On 1st March the All Ordinaries Index of Australian share prices closed at a record high, above 8,000 points for the first time. That was a gain of around fourteen per cent over the last three months, though only eight per cent over the last year. Should we go defensive now?
Share price records are not rare and abnormal. They reflect a growing economy. As production increases, incomes rise. Higher incomes and a growing population lead to more sales for businesses and increasing company profits. Higher profits translate into higher share prices.
The recent gains have been driven by interest rates reaching their peak in the US, Europe and Australia. Rate cuts are now likely in the US and Europe by mid-year, and here by year end. Economies are slowing, bringing inflation down, but not collapsing, so a “soft landing” is likely.
Can share price gains continue? Some caution is likely at this level with investors awaiting further developments. Large company shares have done much better than small companies over the last two years. The ASX 50 earned 10.1 per cent including dividends, while the Small Ordinaries lost 0.4 per cent.
After a weak period in share markets large company shares usually recover first. Small companies follow. When investors think large company shares are fully priced they start seeking value among the less-studied small companies.
Analysts have recently been questioning the price of major companies like Commonwealth Bank. It is also much easier for small companies to grow by increasing their market share than it is for large companies. So further gains this year are more likely among small companies.
This is probably a good time not to have all eggs in one basket, to diversify. While shares in Australia and overseas have had a good run there are other attractive options. Commercial property has been disrupted and depressed due to working-from-home, and rapidly rising interest rates.

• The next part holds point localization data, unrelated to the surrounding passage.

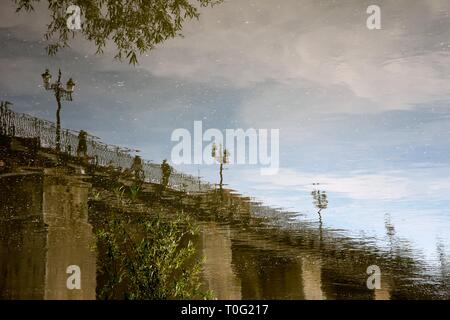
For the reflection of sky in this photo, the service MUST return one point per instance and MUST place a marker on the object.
(364, 113)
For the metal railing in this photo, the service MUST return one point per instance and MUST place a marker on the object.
(22, 125)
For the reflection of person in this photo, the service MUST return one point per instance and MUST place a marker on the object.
(166, 171)
(82, 144)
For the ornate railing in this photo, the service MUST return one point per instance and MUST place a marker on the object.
(22, 125)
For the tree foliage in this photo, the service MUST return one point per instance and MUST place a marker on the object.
(134, 26)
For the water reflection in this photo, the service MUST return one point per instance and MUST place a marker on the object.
(250, 251)
(45, 230)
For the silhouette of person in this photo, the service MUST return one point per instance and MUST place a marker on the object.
(82, 144)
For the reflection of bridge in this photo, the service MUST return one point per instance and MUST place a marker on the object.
(22, 125)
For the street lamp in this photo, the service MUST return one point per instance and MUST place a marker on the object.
(60, 93)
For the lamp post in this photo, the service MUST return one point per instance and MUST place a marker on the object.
(61, 93)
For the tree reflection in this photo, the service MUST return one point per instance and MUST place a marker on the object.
(320, 200)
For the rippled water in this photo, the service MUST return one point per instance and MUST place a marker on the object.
(250, 251)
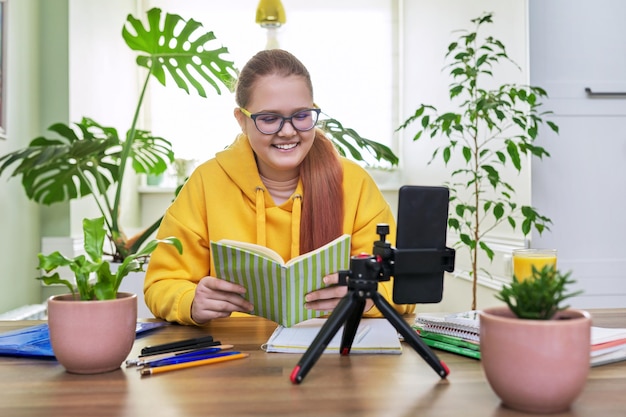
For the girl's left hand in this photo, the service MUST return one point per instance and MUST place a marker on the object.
(327, 298)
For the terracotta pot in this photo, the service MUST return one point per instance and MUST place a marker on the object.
(90, 337)
(537, 366)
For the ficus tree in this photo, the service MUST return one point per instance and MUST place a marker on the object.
(491, 131)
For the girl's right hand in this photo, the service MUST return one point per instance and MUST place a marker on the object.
(217, 298)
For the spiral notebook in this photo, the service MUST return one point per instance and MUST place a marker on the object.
(465, 324)
(373, 336)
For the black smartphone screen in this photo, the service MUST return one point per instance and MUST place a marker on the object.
(420, 239)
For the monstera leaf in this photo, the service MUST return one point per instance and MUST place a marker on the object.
(82, 160)
(185, 56)
(347, 139)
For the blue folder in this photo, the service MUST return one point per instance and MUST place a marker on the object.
(34, 340)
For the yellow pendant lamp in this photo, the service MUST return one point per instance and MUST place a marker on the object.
(270, 15)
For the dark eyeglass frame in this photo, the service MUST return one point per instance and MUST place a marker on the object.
(284, 119)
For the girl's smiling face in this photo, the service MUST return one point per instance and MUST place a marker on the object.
(280, 154)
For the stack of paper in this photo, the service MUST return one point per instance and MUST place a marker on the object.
(453, 332)
(372, 336)
(608, 345)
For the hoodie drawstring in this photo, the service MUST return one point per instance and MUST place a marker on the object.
(296, 212)
(261, 238)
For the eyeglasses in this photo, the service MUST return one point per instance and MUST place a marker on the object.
(270, 123)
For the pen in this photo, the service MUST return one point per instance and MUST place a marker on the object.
(167, 368)
(178, 345)
(186, 348)
(148, 359)
(184, 359)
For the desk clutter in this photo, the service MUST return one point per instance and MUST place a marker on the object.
(183, 354)
(373, 336)
(35, 340)
(459, 333)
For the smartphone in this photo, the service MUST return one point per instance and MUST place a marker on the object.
(421, 255)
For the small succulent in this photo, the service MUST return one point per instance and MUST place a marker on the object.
(539, 297)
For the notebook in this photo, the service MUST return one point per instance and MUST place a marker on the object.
(465, 324)
(374, 336)
(275, 287)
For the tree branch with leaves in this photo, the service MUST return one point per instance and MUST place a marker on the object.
(491, 130)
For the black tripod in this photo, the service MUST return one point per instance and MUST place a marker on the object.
(362, 280)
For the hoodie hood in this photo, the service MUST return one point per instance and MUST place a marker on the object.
(239, 163)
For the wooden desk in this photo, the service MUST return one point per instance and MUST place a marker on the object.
(372, 385)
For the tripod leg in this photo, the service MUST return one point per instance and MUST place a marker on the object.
(410, 336)
(351, 326)
(325, 335)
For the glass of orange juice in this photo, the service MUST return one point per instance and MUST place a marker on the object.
(525, 259)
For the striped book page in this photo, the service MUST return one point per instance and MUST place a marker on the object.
(275, 287)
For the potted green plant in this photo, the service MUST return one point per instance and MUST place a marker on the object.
(535, 351)
(488, 133)
(92, 328)
(91, 159)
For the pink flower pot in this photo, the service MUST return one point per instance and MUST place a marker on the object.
(537, 366)
(90, 337)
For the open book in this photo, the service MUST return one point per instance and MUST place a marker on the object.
(275, 287)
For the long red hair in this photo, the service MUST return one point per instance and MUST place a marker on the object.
(320, 171)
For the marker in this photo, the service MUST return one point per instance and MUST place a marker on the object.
(178, 345)
(167, 368)
(193, 352)
(185, 359)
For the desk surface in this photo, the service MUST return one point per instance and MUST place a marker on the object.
(356, 385)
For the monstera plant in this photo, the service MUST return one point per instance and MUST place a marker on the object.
(90, 159)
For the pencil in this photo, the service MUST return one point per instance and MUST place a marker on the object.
(167, 368)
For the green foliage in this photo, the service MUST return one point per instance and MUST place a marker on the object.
(491, 131)
(106, 283)
(348, 141)
(89, 159)
(539, 297)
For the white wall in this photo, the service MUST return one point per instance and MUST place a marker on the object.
(19, 221)
(103, 84)
(429, 28)
(99, 87)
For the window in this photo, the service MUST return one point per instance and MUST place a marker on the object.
(347, 47)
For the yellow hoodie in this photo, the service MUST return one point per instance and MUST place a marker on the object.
(224, 198)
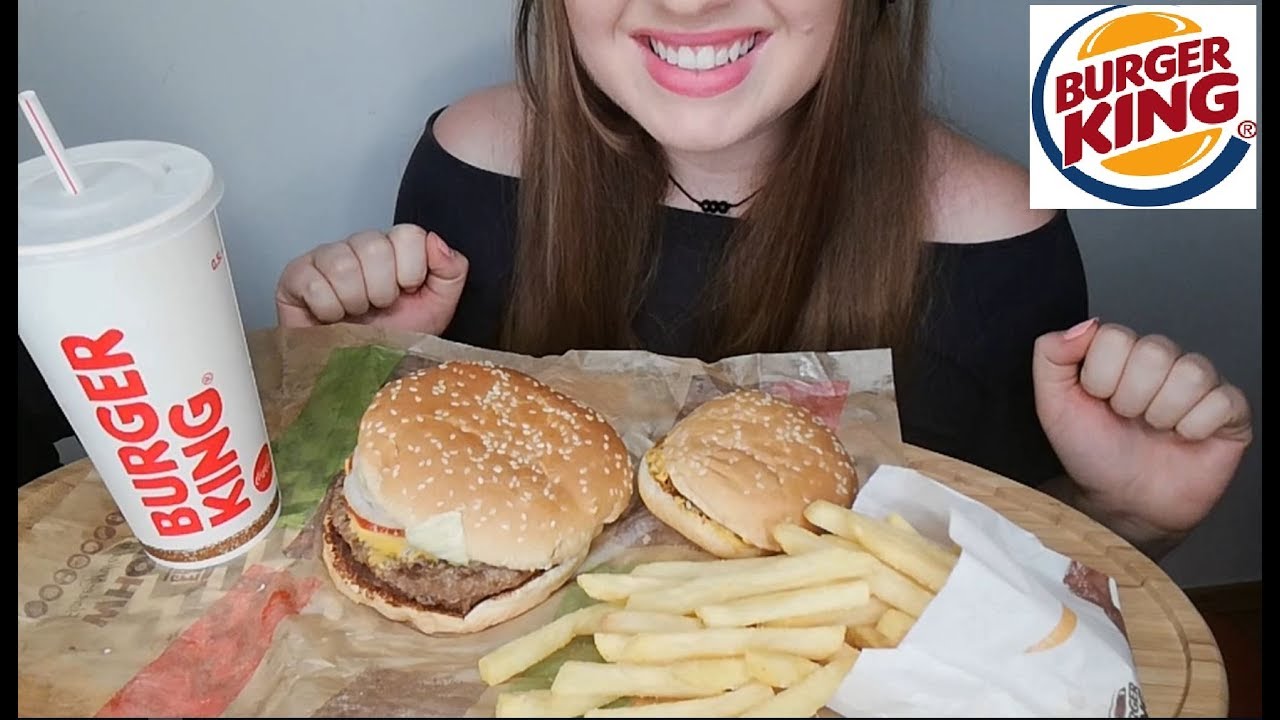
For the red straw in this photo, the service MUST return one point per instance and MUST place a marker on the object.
(49, 140)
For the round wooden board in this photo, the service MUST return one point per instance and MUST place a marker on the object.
(1179, 662)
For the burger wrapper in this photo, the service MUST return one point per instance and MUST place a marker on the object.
(101, 632)
(1018, 630)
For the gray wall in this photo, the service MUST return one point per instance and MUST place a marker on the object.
(309, 110)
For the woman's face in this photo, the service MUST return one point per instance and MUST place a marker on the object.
(704, 74)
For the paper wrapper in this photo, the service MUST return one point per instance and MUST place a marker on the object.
(103, 632)
(1018, 630)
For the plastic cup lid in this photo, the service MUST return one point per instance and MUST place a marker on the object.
(131, 187)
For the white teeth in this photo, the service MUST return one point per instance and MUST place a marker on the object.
(688, 59)
(703, 57)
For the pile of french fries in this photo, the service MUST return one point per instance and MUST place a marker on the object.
(762, 637)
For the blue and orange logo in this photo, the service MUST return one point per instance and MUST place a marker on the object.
(1146, 108)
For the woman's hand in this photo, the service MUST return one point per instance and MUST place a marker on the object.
(1150, 436)
(405, 279)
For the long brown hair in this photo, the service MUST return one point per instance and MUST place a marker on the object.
(827, 256)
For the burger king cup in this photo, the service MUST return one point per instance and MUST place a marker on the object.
(127, 308)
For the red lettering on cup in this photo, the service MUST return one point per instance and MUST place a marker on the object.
(112, 381)
(263, 469)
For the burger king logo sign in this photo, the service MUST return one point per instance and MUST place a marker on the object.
(1143, 106)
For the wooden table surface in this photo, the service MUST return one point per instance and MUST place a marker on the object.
(1179, 662)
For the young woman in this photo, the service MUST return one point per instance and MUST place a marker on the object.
(720, 177)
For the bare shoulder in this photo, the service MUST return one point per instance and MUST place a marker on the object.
(483, 130)
(974, 194)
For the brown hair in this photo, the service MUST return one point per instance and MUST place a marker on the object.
(833, 238)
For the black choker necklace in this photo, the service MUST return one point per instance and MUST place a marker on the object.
(712, 206)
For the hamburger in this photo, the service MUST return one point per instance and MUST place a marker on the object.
(739, 465)
(472, 493)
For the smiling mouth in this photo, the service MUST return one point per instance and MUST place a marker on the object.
(703, 57)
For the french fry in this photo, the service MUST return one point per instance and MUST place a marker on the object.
(727, 705)
(894, 625)
(686, 569)
(812, 693)
(795, 540)
(775, 606)
(814, 643)
(777, 669)
(899, 591)
(613, 587)
(545, 703)
(635, 621)
(694, 678)
(867, 637)
(786, 573)
(865, 524)
(611, 646)
(865, 614)
(521, 654)
(912, 555)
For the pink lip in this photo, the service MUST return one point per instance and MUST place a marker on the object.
(699, 83)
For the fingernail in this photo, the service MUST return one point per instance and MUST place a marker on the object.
(1077, 331)
(444, 246)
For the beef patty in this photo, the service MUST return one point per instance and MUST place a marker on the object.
(434, 586)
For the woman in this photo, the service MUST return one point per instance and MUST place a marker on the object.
(720, 177)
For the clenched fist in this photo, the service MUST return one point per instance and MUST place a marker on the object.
(1152, 436)
(405, 279)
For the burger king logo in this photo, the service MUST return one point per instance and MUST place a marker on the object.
(1143, 106)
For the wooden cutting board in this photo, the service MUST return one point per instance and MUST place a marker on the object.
(1179, 662)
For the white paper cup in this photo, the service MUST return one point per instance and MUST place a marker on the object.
(126, 304)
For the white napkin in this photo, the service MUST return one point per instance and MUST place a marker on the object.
(968, 655)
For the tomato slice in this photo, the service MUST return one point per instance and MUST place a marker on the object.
(374, 527)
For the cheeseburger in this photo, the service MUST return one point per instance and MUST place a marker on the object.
(472, 493)
(739, 465)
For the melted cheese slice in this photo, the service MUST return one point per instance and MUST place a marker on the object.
(442, 537)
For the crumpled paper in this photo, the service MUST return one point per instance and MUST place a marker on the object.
(1018, 630)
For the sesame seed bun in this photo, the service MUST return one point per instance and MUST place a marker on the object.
(534, 473)
(739, 465)
(489, 472)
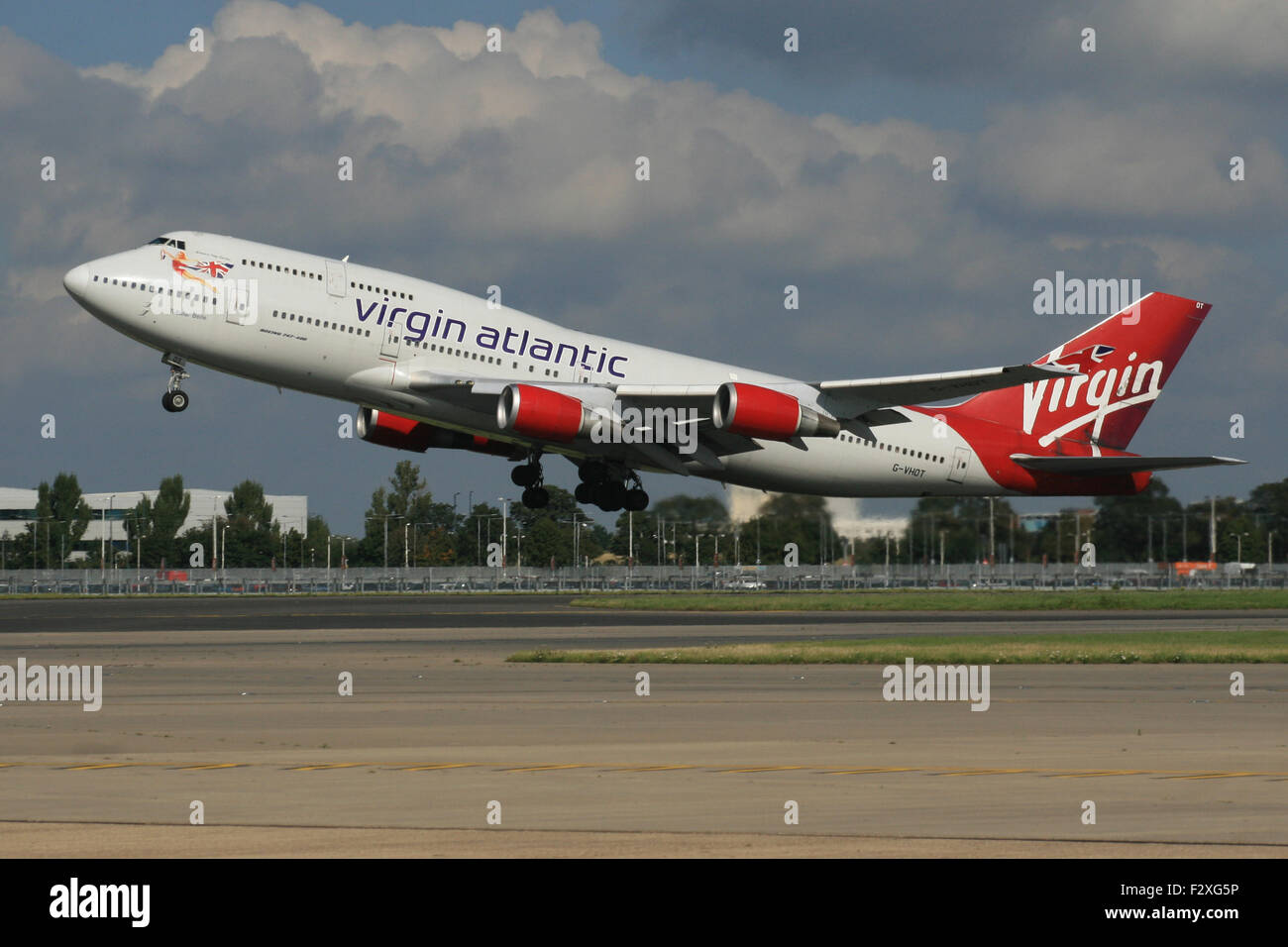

Exposure to property should provide benefits. Infrastructure investments performed poorly when interest rates rose and should improve now. Including a portion of fixed interest and cash is also more appealing now that interest rates are higher. Diversification will reduce volatility.
There may well be some sort of correction in the share market this year before further gains when the first-rate cuts appear. Fortunately, the economy is still sound. Lower borrowing costs ahead will help consumers and businesses.
There is also still a big weight of money flowing into super funds that must be invested somewhere. That will continue to provide demand for shares and support prices.